The former one creates annotations for html element and therefore also 
for xml tags. The latter one creates a new view with only the plain text 
and adds existing annotations while adapting their offsets to the new 
document.

Best,

Peter

[1] 
http://uima.apache.org/d/ruta-current/tools.ruta.book.html#ugr.tools.ruta.ae.html

Am 18.02.2015 um 21:46 schrieb Mario Gazzo:
> We are starting to use the UIMA framework for NL processing article text, which is usually stored with metadata in some XML format. We need to extract text elements to be processed by various NL analysis engines that only work with pure text but we also need to keep track of the formatting information related to the processed text.
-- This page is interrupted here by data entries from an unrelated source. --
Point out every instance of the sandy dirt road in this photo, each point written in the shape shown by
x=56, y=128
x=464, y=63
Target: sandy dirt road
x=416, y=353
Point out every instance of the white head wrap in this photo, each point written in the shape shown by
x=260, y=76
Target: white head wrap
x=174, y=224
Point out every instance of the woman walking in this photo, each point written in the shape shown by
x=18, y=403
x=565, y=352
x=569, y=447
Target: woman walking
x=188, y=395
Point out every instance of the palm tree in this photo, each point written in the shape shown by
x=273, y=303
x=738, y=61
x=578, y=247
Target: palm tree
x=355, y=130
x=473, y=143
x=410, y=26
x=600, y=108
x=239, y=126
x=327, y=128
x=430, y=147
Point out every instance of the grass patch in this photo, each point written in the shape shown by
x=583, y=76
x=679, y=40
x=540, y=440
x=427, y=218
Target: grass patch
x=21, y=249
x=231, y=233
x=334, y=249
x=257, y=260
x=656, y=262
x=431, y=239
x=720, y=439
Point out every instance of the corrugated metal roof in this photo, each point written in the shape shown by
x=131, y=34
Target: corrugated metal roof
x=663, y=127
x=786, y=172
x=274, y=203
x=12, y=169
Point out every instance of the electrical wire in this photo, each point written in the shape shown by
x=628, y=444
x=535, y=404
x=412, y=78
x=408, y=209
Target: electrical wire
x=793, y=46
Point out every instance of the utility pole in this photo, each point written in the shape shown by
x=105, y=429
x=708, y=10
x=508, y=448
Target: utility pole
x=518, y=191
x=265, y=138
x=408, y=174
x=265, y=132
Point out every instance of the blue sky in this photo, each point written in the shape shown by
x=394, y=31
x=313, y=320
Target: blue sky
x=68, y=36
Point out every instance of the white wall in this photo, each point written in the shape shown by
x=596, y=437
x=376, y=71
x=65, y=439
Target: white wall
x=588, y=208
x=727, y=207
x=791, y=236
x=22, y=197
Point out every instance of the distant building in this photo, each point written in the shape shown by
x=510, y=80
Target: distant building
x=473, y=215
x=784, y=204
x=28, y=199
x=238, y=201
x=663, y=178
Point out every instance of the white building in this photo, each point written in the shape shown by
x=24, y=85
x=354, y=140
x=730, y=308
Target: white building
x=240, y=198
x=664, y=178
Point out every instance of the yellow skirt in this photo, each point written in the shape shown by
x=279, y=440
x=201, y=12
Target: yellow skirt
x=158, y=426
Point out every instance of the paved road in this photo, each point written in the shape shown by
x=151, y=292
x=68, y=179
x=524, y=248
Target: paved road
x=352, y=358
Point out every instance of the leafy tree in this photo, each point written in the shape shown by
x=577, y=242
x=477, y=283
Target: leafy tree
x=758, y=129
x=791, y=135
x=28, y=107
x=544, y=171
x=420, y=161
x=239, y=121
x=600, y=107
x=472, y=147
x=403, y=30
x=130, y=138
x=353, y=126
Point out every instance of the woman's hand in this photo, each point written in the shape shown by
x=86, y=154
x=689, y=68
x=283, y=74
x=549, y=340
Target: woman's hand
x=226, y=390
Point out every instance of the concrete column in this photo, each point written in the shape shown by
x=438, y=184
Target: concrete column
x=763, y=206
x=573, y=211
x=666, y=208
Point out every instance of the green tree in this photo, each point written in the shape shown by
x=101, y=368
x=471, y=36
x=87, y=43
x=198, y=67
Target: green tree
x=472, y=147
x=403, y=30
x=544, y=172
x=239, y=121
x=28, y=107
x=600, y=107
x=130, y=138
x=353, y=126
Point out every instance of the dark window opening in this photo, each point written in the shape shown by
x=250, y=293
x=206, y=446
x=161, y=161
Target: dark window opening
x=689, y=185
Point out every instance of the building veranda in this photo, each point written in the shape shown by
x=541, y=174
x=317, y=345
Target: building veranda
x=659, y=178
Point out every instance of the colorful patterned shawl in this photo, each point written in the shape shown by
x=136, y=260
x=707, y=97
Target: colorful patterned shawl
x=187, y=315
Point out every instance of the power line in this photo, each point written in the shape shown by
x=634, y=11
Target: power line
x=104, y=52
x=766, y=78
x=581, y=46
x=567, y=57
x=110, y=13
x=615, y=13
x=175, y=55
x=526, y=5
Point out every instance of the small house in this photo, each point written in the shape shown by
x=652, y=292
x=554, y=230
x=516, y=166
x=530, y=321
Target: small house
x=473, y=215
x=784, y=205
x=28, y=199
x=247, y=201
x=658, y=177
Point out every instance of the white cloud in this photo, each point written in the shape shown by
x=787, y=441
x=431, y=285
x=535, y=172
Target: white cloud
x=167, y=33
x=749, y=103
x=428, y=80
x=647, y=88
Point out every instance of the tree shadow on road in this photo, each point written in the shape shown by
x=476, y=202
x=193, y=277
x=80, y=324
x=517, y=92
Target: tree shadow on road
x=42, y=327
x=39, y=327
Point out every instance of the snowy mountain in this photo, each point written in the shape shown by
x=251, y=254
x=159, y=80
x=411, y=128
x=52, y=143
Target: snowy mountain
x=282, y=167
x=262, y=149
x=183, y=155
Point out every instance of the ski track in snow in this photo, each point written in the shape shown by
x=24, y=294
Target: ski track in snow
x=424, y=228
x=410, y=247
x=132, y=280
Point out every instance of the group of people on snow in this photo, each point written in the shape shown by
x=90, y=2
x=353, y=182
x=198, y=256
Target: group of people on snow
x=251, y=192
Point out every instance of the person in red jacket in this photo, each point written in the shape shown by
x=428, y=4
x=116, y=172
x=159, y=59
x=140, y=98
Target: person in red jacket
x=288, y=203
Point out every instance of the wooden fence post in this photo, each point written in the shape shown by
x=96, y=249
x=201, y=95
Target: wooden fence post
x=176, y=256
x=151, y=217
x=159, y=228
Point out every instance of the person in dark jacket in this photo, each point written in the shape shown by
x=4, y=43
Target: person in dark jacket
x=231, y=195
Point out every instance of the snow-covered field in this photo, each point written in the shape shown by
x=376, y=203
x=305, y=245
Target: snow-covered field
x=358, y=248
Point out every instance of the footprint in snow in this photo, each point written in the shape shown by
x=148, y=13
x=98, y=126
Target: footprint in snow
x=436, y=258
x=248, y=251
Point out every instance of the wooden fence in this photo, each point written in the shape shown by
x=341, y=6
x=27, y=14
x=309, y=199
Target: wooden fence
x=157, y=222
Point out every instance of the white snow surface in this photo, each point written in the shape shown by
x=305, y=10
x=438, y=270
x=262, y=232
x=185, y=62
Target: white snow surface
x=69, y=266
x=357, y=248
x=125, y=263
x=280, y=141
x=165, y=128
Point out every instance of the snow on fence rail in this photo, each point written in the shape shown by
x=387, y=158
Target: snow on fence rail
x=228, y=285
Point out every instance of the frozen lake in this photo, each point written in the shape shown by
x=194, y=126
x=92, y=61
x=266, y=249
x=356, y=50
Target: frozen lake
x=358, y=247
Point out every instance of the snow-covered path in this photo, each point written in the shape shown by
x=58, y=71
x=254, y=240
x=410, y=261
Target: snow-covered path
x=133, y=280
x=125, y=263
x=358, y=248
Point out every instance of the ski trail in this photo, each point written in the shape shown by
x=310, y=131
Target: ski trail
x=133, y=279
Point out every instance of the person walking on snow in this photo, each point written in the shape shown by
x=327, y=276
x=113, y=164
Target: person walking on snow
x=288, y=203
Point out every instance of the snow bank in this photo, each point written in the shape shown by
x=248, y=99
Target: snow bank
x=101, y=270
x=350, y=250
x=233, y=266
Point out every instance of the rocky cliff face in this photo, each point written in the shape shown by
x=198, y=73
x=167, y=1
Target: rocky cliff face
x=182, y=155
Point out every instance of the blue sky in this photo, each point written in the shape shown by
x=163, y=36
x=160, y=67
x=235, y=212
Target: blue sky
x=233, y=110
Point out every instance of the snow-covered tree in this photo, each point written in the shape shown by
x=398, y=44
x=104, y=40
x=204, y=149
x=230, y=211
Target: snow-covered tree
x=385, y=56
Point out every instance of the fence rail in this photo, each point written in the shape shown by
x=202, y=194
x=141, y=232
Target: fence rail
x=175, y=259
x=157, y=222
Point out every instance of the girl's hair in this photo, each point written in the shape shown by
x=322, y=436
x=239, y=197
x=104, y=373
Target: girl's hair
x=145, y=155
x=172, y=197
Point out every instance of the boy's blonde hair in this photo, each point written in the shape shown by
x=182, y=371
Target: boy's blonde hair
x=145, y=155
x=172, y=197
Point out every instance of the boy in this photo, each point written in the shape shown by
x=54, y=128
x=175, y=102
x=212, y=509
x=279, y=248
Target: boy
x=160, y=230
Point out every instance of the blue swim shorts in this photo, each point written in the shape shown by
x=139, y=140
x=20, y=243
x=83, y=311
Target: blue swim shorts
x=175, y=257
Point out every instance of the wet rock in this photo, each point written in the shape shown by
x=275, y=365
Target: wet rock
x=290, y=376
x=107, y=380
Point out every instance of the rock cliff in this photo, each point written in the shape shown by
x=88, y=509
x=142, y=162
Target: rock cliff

It is in general also valuable for us to be able to track every annotation back to the original XML to maintain provenance. Before embarking on this I like to validate our approach with more experienced users since this is the first application we are building with UIMA.
>
> In the first step we would annotate every important element of the XML including formatting elements in the body. We maintain some DOM-like relationships between the body text and formatting annotations so that text formatting can be reproduced later with NLP annotations in some article viewer.
>
> Next we would in another AE produce a pure text view of the text annotations in the XML view that need to be NL analysed. In this new text view we would annotate the different text elements with references back to their counterpart in the original XML view so that we can trace back positions in the original XML and the formatting relations. This of course will require mapping NLP annotation offsets in the text view back to the XML view but the information should then be there to make this possible.
>
> This approach requires somewhat more handcrafted book keeping than we initially hoped would be necessary. We haven’t been able to find any examples of how this is usually done and the UIMA docs are vague regarding managing this kind of relationships across views. We would therefore really like to know if there is a simpler and better approach.
>
> Any feedback is greatly appreciated. Thanks.